# Loving my new christmas present !



## redneck5236 (Jan 5, 2021)

Wife got me a new pro series 5 at kitchen aid mixee for Christmas ! Used it several times now ! Double duty today ! Home made bread and home made flat breads ! Variety of sizes for snack pizzas and sandwiches ! They also freeze well !


----------



## redneck5236 (Jan 5, 2021)

The pic of the fire was a evident ! Old hotel that burnt last week !


----------



## jfsjazz (Jan 5, 2021)

redneck5236 said:


> Wife got me a new pro series 5 at kitchen aid mixee for Christmas ! Used it several times now ! Double duty today ! Home made bread and home made flat breads ! Variety of sizes for snack pizzas and sandwiches ! They also freeze well !


Care to share your recipe for the flatbread? Thanks Redneck!!


----------



## GaryHibbert (Jan 5, 2021)

Great mixer.  What size is the big bowl|?
Gary


----------



## HalfSmoked (Jan 5, 2021)

Nice we have the smaller one but its been a work horse.

Warren


----------



## chopsaw (Jan 5, 2021)

Nice !


----------



## sawhorseray (Jan 5, 2021)

Sweet, that's a life-changing tool, love mine, Like! RAY


----------



## redneck5236 (Jan 5, 2021)

jfsjazz said:


> Care to share your recipe for the flatbread? Thanks Redneck!!


6 cups bread flour
2 table spoons if yeast
3 table spoons white sugar
3 table spoons brown sugar
3 table spoons of honey
3 table spoons of olive oil !
This is my own recipe I have developed over the years ! Also is the bread recipe ! The bread you let rise one hour ! Then firm into loaves ! Let rise another hour ! Bake at 375 for 20 mins !
For flat bread ! Let raise one hour ! Knead dough split into three pieces roll out with rolling pin on flat surface ! Cut into what ever size you want ! I use a pizza cutter ! Cook flat bread on flat pan ! Flat top or griddle ! I use a 24 x 12 electric griddle ! Makes awesome pizzas or subs ! Have also used for burgers ! 
Be the best dam bread or flat bread you ever have ! Been told I should market it ! But just like to cook for me and the wife and family ! Hope you enjoy !


----------



## redneck5236 (Jan 5, 2021)

HalfSmoked said:


> Nice we have the smaller one but its been a work horse.
> 
> Warren


Also have the smaller one ! Yes a work horse ! But about 30 years old and head warn out ! Have to fight with it and shimmy with playing cards to get the right depth ! Constantly fighting with it ! So my wonderful beautiful wife bought me a new bigger model !


----------



## redneck5236 (Jan 5, 2021)

GaryHibbert said:


> Great mixer.  What size is the big bowl|?
> Gary


Big bowl is 5qt small bowl is 3qt


----------



## chef jimmyj (Jan 5, 2021)

Nice!

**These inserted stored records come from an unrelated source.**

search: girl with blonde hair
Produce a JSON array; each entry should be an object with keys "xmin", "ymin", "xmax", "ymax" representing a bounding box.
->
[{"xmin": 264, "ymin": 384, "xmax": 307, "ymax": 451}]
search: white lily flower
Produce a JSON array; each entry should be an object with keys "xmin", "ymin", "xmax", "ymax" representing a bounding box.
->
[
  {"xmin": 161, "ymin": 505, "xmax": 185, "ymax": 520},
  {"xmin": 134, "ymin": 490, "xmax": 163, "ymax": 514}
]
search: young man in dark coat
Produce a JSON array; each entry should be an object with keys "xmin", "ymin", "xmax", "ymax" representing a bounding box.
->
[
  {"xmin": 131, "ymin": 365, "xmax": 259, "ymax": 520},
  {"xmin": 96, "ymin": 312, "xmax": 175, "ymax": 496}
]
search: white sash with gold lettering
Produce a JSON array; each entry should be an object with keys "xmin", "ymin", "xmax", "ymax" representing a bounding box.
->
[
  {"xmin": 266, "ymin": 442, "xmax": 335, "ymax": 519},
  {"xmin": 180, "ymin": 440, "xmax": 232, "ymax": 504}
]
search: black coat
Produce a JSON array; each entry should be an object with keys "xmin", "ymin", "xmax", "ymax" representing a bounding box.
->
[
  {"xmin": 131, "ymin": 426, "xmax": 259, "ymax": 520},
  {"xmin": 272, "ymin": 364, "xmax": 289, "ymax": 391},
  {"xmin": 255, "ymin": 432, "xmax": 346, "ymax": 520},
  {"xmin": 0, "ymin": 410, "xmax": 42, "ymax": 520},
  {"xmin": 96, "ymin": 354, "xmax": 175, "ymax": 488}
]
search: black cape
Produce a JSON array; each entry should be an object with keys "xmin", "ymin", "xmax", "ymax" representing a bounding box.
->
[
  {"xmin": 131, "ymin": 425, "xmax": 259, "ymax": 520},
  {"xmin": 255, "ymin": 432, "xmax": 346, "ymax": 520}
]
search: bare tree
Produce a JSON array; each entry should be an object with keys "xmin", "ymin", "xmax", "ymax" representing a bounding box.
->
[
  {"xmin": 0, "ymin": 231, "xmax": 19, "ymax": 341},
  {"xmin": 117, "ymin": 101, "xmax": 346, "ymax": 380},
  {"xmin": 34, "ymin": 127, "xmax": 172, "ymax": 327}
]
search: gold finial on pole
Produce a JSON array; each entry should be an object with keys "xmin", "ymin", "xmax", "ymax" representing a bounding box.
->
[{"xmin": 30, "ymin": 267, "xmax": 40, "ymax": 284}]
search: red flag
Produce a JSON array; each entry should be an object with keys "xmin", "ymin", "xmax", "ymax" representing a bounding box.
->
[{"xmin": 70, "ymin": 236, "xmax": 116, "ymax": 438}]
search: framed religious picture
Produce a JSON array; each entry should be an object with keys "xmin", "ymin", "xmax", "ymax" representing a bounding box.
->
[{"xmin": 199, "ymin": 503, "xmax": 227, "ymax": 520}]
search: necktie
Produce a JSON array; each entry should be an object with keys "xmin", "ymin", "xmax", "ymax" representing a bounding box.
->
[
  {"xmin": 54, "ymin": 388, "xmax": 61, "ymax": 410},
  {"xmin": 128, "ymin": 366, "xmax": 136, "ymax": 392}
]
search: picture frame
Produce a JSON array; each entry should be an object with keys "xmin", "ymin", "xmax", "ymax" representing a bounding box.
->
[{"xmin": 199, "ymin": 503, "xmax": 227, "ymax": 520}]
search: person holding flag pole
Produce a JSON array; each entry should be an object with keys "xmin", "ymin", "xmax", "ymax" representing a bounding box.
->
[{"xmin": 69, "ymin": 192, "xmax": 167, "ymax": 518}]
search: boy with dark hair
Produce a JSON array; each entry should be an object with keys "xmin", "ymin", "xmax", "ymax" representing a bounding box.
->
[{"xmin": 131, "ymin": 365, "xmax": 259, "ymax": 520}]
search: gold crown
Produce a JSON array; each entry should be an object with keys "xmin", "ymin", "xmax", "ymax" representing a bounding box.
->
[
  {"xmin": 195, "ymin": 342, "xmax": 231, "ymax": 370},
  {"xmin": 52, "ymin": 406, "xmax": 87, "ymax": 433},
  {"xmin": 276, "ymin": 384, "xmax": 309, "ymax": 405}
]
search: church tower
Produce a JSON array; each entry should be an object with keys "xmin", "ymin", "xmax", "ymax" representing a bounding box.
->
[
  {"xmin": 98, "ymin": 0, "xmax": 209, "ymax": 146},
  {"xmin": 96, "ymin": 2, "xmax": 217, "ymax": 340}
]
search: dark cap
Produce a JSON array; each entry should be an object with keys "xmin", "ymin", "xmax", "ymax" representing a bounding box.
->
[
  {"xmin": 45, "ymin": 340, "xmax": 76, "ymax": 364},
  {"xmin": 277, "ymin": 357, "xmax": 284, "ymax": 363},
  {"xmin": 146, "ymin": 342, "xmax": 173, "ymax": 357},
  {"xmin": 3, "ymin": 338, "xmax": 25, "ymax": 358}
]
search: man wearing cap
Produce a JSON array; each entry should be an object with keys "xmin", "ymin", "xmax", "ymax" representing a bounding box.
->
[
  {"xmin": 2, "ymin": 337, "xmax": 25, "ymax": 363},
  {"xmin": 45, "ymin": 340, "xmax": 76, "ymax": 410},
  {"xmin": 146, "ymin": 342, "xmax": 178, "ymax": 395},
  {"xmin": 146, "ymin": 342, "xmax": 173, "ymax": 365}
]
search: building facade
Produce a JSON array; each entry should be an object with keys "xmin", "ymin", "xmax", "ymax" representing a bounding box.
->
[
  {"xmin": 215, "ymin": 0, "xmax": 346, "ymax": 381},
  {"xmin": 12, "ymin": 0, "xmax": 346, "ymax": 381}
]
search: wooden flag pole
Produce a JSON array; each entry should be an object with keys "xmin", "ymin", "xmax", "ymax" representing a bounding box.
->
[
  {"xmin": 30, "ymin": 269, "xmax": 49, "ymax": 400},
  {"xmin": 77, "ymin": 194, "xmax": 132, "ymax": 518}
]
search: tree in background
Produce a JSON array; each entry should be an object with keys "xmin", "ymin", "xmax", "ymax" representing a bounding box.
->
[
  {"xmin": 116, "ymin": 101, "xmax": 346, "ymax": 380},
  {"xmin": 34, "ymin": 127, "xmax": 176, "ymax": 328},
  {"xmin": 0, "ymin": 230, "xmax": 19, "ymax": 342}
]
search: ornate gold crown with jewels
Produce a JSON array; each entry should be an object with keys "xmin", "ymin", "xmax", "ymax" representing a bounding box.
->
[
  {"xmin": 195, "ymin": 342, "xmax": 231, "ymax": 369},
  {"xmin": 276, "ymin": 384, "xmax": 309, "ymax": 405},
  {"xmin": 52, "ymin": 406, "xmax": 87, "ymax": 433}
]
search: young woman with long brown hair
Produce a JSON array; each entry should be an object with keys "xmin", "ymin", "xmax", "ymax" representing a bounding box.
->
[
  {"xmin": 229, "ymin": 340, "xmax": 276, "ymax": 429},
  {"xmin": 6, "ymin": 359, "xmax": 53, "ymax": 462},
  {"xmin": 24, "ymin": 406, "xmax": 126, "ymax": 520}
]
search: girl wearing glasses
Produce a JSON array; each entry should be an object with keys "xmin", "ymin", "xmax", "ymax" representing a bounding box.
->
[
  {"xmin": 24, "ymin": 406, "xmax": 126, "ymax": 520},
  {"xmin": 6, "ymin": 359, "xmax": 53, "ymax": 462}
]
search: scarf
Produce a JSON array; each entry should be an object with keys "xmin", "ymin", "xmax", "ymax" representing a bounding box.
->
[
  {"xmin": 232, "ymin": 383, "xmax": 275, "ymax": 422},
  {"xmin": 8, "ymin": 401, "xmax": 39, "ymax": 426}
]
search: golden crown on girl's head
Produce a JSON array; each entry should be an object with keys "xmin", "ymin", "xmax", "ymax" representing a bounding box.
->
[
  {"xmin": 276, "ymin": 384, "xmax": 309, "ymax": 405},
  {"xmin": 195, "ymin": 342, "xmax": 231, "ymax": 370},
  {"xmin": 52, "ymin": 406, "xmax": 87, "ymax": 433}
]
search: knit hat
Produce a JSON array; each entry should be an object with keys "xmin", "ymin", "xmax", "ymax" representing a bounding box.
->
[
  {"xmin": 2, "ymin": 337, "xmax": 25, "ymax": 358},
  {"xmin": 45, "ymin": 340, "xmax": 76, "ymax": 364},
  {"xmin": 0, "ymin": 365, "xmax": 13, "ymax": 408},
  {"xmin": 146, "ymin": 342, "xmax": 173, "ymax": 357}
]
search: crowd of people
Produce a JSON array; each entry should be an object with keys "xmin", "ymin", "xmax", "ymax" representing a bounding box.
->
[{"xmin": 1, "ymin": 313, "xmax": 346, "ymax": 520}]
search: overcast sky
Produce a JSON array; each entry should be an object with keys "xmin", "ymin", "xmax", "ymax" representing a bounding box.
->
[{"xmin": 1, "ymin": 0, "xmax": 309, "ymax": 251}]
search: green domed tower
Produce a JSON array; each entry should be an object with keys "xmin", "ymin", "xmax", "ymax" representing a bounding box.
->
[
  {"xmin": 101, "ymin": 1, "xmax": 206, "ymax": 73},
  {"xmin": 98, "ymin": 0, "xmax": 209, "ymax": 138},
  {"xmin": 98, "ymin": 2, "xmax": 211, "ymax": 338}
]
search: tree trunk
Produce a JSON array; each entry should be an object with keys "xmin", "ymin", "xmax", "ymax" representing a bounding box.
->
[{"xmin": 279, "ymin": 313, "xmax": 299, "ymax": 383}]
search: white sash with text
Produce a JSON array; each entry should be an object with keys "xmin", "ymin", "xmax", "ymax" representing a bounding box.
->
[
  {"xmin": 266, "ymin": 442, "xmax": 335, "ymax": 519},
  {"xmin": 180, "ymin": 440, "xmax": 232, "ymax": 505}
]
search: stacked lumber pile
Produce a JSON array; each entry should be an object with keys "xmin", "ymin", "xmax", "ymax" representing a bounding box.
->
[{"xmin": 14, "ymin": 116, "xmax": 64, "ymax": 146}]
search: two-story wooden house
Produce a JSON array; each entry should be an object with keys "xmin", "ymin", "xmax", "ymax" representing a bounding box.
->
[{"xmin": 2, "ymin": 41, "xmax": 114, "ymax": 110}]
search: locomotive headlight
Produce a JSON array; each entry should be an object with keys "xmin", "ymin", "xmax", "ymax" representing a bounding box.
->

I need a new mixer BAD!!!
Ive had an Artisan Plus, 4 qt, since '97. When my Oldest graduated Culinary School, her present was a Pro 6. What a Joy to make Bread and Pasta Dough! Unfortunately, she moved in with her Boyfriend, now Husband and took the damn mixer with her!
I can mix a 5 or 6 cup of Flour, Pizza Dough but its a Battle , holding the head down, between raising and frequent Scaping, all to get a 10 minute knead! The KA whines, complains and bucks like a Bronco, but so far has not quit...JJ


----------



## forktender (Jan 6, 2021)

I bought the same K.A. last year at Best Buy someone returned it and I just happened to be there. I told the girl behind the counter that I'd give her $150 for it just joking, and she said let me ask my manager, and they ended up selling it to me for $160 out the door. (I scored big time). The one thing that sucks is it's too tall to use on the counter top because the overhead cabinets hit it, so I just use it on the island and store it in a lower cabinet. (I'd most likely use it more if it was out all the time). I bought the grinder used it once and returned and bought a standalone grinder because it sounded like it was going to kill the K.A. machine. LOL


----------



## sandyut (Jan 6, 2021)

a KA is a must have!!!  I bought mine as a refurbished unit over 20 years ago and its still going strong.  We have gifted new artisan versions to our daughters for various celebrations/holidays.


----------



## Jersey Jimbo (Feb 1, 2021)

Got my Pro5 years ago back in the early 90's, makes dough with ease  I only have the large bowl and attachments,  the smaller bowl would come in handy at times.  Enjoy the mixer, you will be together for a long time.  If the speed slide gets touch just spray some contact cleaner in the slot with it unplugged work the lever back and forth.  Cleans the contacts and works like new again.  Did this maybe twice on almost 30 yrs.


----------